As Patty works her way into the tightly knit clique of secretaries, she is introduced to some of the strange rituals and rules practiced by their cult. At the first meeting she attends, she is puzzled as to why Susan collects the women's used tampons, and why she is required to sign a pledge of celibacy to join.

Despite signing the pledge, Patty quickly finds herself in a sexual relationship with Buzz, one of the company lumberjacks, and shortly after, she also hooks up with Dawn, the "Office Lesbian". Despite Patty's pleading, neither secret remain so for long; soon the entire office knows.

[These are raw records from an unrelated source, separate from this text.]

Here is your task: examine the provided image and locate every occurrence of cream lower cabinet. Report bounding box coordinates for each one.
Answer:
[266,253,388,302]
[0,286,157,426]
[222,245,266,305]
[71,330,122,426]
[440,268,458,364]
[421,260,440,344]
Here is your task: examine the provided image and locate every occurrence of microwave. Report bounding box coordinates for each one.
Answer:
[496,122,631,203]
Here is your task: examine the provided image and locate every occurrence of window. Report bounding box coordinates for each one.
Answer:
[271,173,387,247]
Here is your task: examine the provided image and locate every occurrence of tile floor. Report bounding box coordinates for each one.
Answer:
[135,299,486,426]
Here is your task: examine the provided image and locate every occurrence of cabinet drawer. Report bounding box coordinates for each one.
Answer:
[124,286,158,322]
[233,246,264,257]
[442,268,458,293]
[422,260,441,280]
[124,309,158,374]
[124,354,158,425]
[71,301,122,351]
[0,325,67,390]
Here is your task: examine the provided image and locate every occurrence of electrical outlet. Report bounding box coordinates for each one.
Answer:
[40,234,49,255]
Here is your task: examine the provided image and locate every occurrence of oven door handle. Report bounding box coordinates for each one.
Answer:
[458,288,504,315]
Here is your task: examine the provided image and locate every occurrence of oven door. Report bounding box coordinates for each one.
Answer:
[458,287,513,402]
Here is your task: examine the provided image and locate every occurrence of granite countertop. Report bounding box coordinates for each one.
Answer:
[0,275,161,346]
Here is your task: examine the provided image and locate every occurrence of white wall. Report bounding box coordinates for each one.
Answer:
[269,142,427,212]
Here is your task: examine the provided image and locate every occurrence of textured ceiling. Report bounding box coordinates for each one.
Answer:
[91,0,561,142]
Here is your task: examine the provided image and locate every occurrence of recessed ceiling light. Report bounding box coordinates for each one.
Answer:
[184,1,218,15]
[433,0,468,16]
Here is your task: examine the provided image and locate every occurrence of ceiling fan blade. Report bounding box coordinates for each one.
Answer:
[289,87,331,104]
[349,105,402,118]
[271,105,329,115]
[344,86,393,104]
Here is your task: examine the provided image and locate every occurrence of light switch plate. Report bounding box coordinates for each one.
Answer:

As the end of the month approaches, Patty becomes stressed as she watches Susan and the rest of the secretaries become more and more manic. Susan starts drinking and driving, Peaches begins to binge eat, Dawn becomes more sexually aggressive, and Ashley becomes violently jealous over the fact that Patty wins secretary of the month.

On the last night of the month, Susan gathers the secretaries in the woods to kill a lumberjack, in this case, Buzz, and to steal his jacket for Patty, the newest member of the cult, to wear. While Patty resists at first, she quickly breaks down and admits that she wants to join in with the plan. After the women take turns chain sawing Buzz to death, the play ends with another short and chilling rhyme: "Patty's got her jacket now. She fits in with the rest. She cut her boyfriend into bits, and so she passed the test. Save? No. We’re way beyond saving. We’re at the end. We should provide a moral for this story, but this is not a moral tale or complex allegory. No, we prefer you think of this as purely cautionary. Remember, sitting next to you could be a secretary!".

== Reception ==
The Secretaries was widely reviewed upon opening as more comical than it was meaningful. James Hannaham of The Village Voice wrote, "The Secretaries [is] funnier than it is plot-driven and potentially taxing at an hour and a half". Ben Brantley of The New York Times described The Secretaries as a "sometimes very funny, exercise in subverting American images of womanhood" that "plays on anxious male fantasies of what women do when they’re alone together; straight women's fantasies of lesbians (they're predatory)". Reviewers also agreed that the show was too long for a plot that is forecast from the opening scene: "What [Director Kate Stafford] doesn’t do is edit…the last half hour of the play drags, in part because the climax has been foretold but mostly because of repetition". While the show was not without its critiques, most reviewers also noted that the show had an enthusiastic audience: "Judging from the exultantly knowing audience reactions the night I saw the play, this cult of man-sawing office girls seems destined to find a cult of its own".